I’ve been thinking about how I remember very little from the last few months. There’s very little punctuation, somehow — limited things to hang memories off, good or bad. I know I’m extremely lucky in that. But it’s made me think about something from a book I read a few years back called “The People’s Republic of Amnesia” by Louisa Lim, about memory of political violence and change in the PRC. It argues, I guess, that when there’s so much both external and internal change, memory and remembrance shifts. And that’s a bit of how I’ve felt these last few months, especially with so much of life being mediated through these weirdly standardised platforms, which both change all the time and don’t change much at all. Anyway, I wouldn’t recommend the book. It’s fine but not-great, in the way that a lot of books about China aimed at Western audiences aren’t great.
Look, there’s a lot of clues that something is like that. One of the many is if a white person starts spouting off about Confucianism. When I was a journo in Hong Kong, one of the white guys who ran a Western ad agency on the Mainland would insist on including, in pretty much everything he said or wrote for us, some musing about how responses to advertising were actually reflections of deeply held Confucian values. Be it about shoe brands or milk packaging.
It was both obviously inaccurate and, in context, very, very funny.
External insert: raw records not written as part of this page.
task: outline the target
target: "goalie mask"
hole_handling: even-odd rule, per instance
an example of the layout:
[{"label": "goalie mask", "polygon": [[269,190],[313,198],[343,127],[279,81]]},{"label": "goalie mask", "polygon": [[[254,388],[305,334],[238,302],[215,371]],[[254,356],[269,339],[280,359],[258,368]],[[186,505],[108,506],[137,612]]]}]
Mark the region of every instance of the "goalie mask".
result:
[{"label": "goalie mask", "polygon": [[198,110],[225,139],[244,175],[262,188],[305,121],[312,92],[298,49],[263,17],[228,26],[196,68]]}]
A bit like if you’d have a dude who ran an agency in Manchester who didn’t speak more than a smattering of English but was somehow in charge, saying things to the industry press like, “the balance of the JD Sports logo and signage is indicative of the commitment to the symbol of the Cross that is felt by all inhabitants in this Anglican Land, expressed through their love of football.”
But, you know, almost every week and with increasingly absurd flights of fancy.
We published his quotes, because the other white guys who ran or worked at Western ad agencies in Asia seemed to like his stuff. (There were a lot of them.) Plus, he was always available to talk and we had deadlines. YOLO.
Needless to say, he is now a globally recognised expert on China, and a regular commentator on all mainstream US outlets. At least according to his personal website.
Seriously, trust no one.
Why not throw someone else under the bus, Ella?
And while I’m gently mocking things I don’t agree with by people more powerful than me, this blog post about how leaders should avoid getting anything done really leaned in to what I otherwise think are unfair parodies of both the civil service and the public sector. It’s basically endorsing the Circumlocution Office from Little Dorritt, updated by adding a dash of Brené Brown’s vulnerability ethos. Look, I’m on record saying that I think charismatic leadership is dangerous and destructive. (No need to trust me on this one; trust Max Weber.) But conflating caring with inaction is a risky route masquerading as a prudent one.
Give the younger version of me a job, I guess
Because the twilight of Western democracy is all about me: I’ve aged about 5 years in the last week. You know who doesn’t think so? The recruiter who contacted me about a cybersecurity job. Apparently you only needed 1 to 2 years of professional experience, if you had a “2.1 from a good university” (also, how is this relevant? My undergraduate degree is in history, social and political sciences, philosophy of science and religious studies.)
Never say an out of date profile photo doesn’t fool some of the people, some of the time, I guess.